Israël-Singapour : aspartame, acésulfame K, sucralose… toxiques pour notre microbiote

Sciences et Avenir. « Deux semaines de consommation d’édulcorants de synthèse ont suffi pour perturber les bactéries intestinales ». C’est la conclusion fracassante de recherches menées par des chercheurs de l’université Ben Gourion du Néguev (BGU) en Israël et à l’Université technologique de Nanyang à Singapour. Aspartame, sucralose, saccharine, néotame, advantame, acésulfame potassium (Ace-K), ces six édulcorants de synthèse à saveur sucrée intense (ou sucres artificiels) approuvés par la Food and Drug administration (FDA) américaine et l’Union européenne seraient toxiques pour notre microbiote intestinal (flore intestinale, ensemble des micro-organismes logés dans notre tube digestif).

Les édulcorants de synthèse sont des substituts aux sucres connus pour leur haut pouvoir sucrant, mais non nutritifs. On les retrouve en nombre dans les produits alimentaires et les boissons, sans qu’il y ait de consensus scientifique en ce qui concerne leurs conséquences sur la santé, faute d’études suffisantes. Un lien a cependant été établi entre la consommation d’édulcorants de synthèse et le développement de cancers, de troubles métaboliques comme le diabète de type 2, une prise de poids et une altération de l’activité du microbiote. Mais les mécanismes n’ont pas pour autant été élucidés.
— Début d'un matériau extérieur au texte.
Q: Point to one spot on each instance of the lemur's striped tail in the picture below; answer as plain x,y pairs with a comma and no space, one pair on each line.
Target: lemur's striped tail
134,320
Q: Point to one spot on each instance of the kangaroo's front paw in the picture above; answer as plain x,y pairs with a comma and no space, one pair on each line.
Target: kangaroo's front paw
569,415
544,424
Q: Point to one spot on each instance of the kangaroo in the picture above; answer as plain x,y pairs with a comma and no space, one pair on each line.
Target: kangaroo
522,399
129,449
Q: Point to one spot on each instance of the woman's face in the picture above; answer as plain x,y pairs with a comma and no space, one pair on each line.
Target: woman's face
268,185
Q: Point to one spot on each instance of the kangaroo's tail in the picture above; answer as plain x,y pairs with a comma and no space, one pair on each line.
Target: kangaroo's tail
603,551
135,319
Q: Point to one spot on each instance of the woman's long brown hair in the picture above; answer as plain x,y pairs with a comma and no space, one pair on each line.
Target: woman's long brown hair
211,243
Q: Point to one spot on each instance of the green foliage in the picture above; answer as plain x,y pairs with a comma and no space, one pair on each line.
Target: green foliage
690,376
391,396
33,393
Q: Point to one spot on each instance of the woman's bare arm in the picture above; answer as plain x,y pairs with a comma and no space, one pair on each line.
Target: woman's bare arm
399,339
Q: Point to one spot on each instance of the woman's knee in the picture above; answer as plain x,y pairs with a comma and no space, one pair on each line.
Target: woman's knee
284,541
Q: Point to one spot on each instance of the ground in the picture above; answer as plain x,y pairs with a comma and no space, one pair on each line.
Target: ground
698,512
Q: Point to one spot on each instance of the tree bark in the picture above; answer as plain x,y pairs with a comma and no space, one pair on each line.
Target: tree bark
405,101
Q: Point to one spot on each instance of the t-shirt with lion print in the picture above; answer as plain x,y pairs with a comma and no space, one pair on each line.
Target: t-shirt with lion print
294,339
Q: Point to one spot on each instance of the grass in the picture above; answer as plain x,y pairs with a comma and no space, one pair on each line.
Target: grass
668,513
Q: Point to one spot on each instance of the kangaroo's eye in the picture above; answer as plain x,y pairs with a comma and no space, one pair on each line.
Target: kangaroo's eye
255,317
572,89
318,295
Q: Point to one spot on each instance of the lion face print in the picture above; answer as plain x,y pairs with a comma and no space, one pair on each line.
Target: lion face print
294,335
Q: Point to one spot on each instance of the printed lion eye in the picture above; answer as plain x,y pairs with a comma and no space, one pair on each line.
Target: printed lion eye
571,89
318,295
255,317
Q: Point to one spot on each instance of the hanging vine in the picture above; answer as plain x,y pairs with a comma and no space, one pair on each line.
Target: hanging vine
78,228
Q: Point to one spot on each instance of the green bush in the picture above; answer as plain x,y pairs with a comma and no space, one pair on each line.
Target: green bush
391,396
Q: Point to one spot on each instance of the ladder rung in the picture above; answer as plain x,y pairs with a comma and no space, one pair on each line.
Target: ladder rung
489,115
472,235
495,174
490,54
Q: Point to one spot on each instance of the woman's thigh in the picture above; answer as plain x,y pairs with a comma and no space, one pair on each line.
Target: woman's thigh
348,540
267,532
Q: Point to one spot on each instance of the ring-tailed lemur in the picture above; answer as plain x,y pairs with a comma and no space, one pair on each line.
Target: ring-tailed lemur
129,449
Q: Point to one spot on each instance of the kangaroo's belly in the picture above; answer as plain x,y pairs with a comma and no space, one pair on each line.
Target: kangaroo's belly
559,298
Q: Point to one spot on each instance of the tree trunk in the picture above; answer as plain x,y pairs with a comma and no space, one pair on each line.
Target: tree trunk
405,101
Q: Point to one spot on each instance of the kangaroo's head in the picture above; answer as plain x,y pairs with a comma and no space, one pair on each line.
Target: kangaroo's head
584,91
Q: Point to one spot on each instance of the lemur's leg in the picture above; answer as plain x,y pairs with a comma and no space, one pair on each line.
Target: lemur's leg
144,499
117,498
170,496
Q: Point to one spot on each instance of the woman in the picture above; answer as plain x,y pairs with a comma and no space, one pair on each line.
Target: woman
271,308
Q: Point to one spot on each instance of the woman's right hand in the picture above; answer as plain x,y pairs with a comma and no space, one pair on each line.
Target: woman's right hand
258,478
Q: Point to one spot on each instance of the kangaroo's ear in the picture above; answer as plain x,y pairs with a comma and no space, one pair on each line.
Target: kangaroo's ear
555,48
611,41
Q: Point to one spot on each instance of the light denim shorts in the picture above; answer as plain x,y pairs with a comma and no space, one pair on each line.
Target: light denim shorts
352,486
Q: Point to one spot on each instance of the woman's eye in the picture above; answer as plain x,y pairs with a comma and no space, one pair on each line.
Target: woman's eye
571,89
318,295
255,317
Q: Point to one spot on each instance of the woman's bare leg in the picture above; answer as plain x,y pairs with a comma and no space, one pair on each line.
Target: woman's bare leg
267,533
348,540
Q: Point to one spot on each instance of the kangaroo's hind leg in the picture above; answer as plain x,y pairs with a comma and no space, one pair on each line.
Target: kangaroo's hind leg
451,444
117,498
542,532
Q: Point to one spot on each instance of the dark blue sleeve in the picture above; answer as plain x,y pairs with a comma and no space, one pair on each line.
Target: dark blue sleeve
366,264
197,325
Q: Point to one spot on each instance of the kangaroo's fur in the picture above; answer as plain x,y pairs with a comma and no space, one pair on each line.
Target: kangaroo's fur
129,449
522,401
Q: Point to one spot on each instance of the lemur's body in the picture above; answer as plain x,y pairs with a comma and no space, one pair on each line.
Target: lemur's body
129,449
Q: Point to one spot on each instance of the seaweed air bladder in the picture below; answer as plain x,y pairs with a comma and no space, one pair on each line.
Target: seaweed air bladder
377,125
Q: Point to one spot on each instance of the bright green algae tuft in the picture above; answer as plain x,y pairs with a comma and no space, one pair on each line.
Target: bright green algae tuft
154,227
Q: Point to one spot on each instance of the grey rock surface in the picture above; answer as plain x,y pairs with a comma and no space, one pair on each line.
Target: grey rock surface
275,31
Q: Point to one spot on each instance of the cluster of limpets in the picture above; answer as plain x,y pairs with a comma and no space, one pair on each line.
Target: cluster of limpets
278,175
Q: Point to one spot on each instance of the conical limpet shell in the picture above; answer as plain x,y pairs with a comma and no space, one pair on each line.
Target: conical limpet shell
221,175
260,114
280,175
C’est pourquoi les chercheurs israéliens et singapouriens ont mené une étude in vitro. Chacun des six édulcorants artificiels a été mis en présence de bactéries Escherichia coli, très communes dans le tube digestif, génétiquement modifiées pour émettre de la lumière en présence de substances toxiques. Les chercheurs ont ensuite mesuré les signaux luminescents produits et la croissance bactérienne. Résultats : des effets toxiques ont été constatés lorsque les bactéries ont été exposées à certaines concentrations d’édulcorants artificiels.

« C’est une preuve de plus que la consommation d’édulcorants artificiels affecte négativement l’activité du microbiote intestinal qui peut être à l’origine d’un large éventail de problèmes de santé », a déclaré le Pr Ariel Kushmaro, coauteur de l’étude.

NDLR ISI Mag : Le Pr Ariel Kushmaro a fait son doctorat à l’Université de Tel Aviv et son post-doctorat à Harvard aux Etats-Unis (Department of Organismic and Evolutionary Biology). Il mène ses travaux actuellement au sein de l’Université Ben Gourion du Néguev en Israël (Department of Biotechology Engineering).

Par ailleurs, dans une présentation orale faite lors du congrès de l’European Association for the Study of Diabetes (EASD) une équipe de chercheurs de la faculté de médecine de l’université d’Adélaïde (Australie) a raconté comment elle a observé d’autres conséquences d’une consommation d’édulcorants sur le microbiote. Les chercheurs ont réalisé l’expérience suivante : un groupe de 29 sujets non diabétiques d’une moyenne d’âge de 30 ans a été recruté. Quinze volontaires ont consommé un placebo, quatorze une combinaison de pilules contenant 92 mg de sucralose et 52 mg d’acésulfame potassium, soit l’équivalent d’une consommation quotidienne de 1,5 l de soda light pendant deux semaines! Des analyses de selles avant et après la prise de ce régime ont été réalisées, afin de déterminer quels genres et espèces de microorganismes étaient présents dans l’intestin.

Les résultats montrent que les individus du groupe “édulcorants” présentent une plus grande modification des bactéries présentes dans leurs fèces avec une réduction significative de celles genres Eubacterium et Cylindroides, associées à une bonne santé. Les populations des espèces bénéfiques (notamment celles qui permettent de faire fermenter les aliments dans le tube digestif) a diminué alors qu’a augmenté celles de onze genres bactériens opportunistes. De plus, les bactéries Butyrivibrio, associées au contrôle de la glycémie, étaient moins abondantes. Conclusion des auteurs : « Chez des sujets sains non diabétiques, deux semaines de consommation d’édulcorants de synthèse ont suffi pour perturber les bactéries intestinales et augmenter l’abondance de celles qui sont normalement absentes chez des individus en bonne santé ».  Cette présentation orale a été approuvée par le comité de lecture de l’EASD mais n’a pas encore été soumise à publication. Le manuscrit est en cours de finalisation.